[D] Instrumenting a differential list of apartment complex features based on real choices (between complex A and B, B was chosen) in order to perform feature selection and figure out most important apartment complex features related to choice
Good afternoon ML community,
I am approaching this problem from a supervised machine learning perspective since that is where the majority of my experience is — so I need a sanity check on if this approach is correct or if I should be using a different approach altogether.
Lets say I have data on approximately 600 apartment complexes, each with about 50-100 features (‘amenities’). These include ‘pool’, or ‘no pool’, ‘pets allowed’, ‘no pets allowed’, ‘small pets allowed’, “more expensive”, “less expensive”,etc.
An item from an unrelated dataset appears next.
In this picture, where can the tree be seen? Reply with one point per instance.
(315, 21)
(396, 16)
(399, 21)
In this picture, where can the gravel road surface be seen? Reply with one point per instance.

I also have, for about 15 of these complexes, choice data on rental losses. So– for these 15, everytime somebody chose another complex, they were surveyed and revealed which alternative they chose. There’s about 100 ‘lost choices’ for each of the 15 complexes. My goal is to construct the data in such a way that I can do feature selection on the amenities to figure out which ones play most prominently into choosing another complex, to help understand how to improve the initial 15 complexes.
The approach I was thinking about implementing was constructing a dataset based of differentials and similarities. So for each ‘choice’, there becomes two datapoints: one where we have a list of amenities in complex A vs complex B, and then a counterpoint for the opposite. So it would look like this:
For each datapoint, in the case when complex B is chosen, which we’ll label with an output of “1” for “chosen”, the input data vector would be a list of 0-3 for every amenity in the matrix:
B has this amenity but A doesn't: 0
A has this amenity but B doesn't: 1
Both facilities have this amenity: 2
Neither facilities have this amenity: 3
Then we would create the complimentary data point, where the A and B vector differentials are switched (A has this amenity but B doesn’t: 1, etc) and the output label would be 0 for “not chosen”.
Logically this makes sense to me, but I can’t help but think I am over complicating it– and I can’t think of any other way to instrument the data. Once it’s instrumented in this way, I could either build a classifier (xgboost) and look at feature importance of all the choices of ‘1’, or do feature selection analysis on the data to come up with which features to focus on. Does this seem like a good approach, or are there some glaringly obvious drawbacks and/or better tools for this?